Personal information
- Full name: Frank Soldan Holscher
- Nickname: Bud
- Born: December 27, 1930 Santa Monica, California, U.S.
- Sporting nationality: United States

Career
- College: Santa Monica Junior College
- Turned professional: 1953
- Former tour: PGA Tour
- Professional wins: 5

Number of wins by tour
- PGA Tour: 1
- Other: 4

Best results in major championships
- Masters Tournament: T46: 1954
- PGA Championship: T39: 1960
- U.S. Open: T7: 1955
- The Open Championship: DNP

= Bud Holscher =

America professional golfer (born 1930)

Frank Soldan "Bud" Holscher (born December 27, 1930) is an American former professional golfer who played on the PGA Tour. He won the 1954 Labatt Open.

==Early life and amateur career==
Holscher was born on December 27, 1930, in Santa Monica, California. He attended Santa Monica Junior College, where he was a member of the golf team. He won the 1950 California State Junior College Championship.

==Professional career==
Holscher turned professional in mid-1953, while in the navy, and became eligible for prize money in PGA events from the start of 1954. In the first event of 1954, the Los Angeles Open, he finished tied for 4th place and won $1,075. In August he won the Labatt Open at Scarboro Golf and Country Club, Toronto. He trailed Wally Ulrich by 7 strokes after three rounds but won after a final round of 63, finishing 4 strokes ahead of Doug Ford and Dick Mayer. In November, he won the Hawaiian Open, a non-tour event, by 5 strokes from Tommy Bolt.

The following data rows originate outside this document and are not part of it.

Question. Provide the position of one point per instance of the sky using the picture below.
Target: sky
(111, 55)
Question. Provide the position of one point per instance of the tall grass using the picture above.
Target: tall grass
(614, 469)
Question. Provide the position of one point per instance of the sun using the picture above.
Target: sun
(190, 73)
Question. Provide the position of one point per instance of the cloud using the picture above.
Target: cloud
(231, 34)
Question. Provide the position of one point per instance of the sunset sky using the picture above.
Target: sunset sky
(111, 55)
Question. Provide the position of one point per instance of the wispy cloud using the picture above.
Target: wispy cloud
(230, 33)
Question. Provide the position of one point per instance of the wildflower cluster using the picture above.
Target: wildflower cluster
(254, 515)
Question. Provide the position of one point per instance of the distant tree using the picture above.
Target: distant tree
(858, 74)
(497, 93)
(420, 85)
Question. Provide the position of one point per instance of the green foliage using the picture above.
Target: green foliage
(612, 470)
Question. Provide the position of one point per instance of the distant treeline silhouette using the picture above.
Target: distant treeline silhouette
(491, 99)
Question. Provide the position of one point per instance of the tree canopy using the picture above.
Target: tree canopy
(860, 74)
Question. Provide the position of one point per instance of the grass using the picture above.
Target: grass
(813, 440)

In February 1955, Holscher led the Tucson Open after three rounds but Tommy Bolt won after a last round 65, leaving Holscher tied with Art Wall Jr. as runners-up. In 1955 he also had his best finish in a major championship, tied for 7th at the U.S. Open, and was runner-up in the British Columbia Open two weeks later. In June 1956, he finished runner-up in the Philadelphia Daily News Open after losing at the second hole of a sudden-playoff to Dick Mayer.

==Professional wins (5)==
===PGA Tour wins (1)===

| No. | Date | Tournament | Winning score | Margin of victory | Runners-up |
|---|---|---|---|---|---|
| 1 | Aug 28, 1954 | Labatt Open | −15 (69-67-70-63=269) | 4 strokes | USA Doug Ford, USA Dick Mayer |

PGA Tour playoff record (0–1)

| No. | Year | Tournament | Opponent | Result |
|---|---|---|---|---|
| 1 | 1956 | Philadelphia Daily News Open | USA Dick Mayer | Lost to par on second extra hole |

Source:

===Other wins (4)===
- 1954 Hawaiian Open
- 1960 California State Open, Southern California PGA Championship
- 1965 California State Open

==Results in major championships==

| Tournament | 1954 | 1955 | 1956 | 1957 | 1958 | 1959 | 1960 | 1961 | 1962 | 1963 | 1964 | 1965 | 1966 |
|---|---|---|---|---|---|---|---|---|---|---|---|---|---|
| Masters Tournament | T46 |  | T49 |  |  |  |  |  |  |  |  |  |  |
| U.S. Open |  | T7 | CUT |  |  |  |  |  |  | CUT |  |  |  |
| PGA Championship |  |  |  |  |  |  | T39 | T43 | CUT |  |  | CUT | CUT |

Note: Holscher never played in The Open Championship.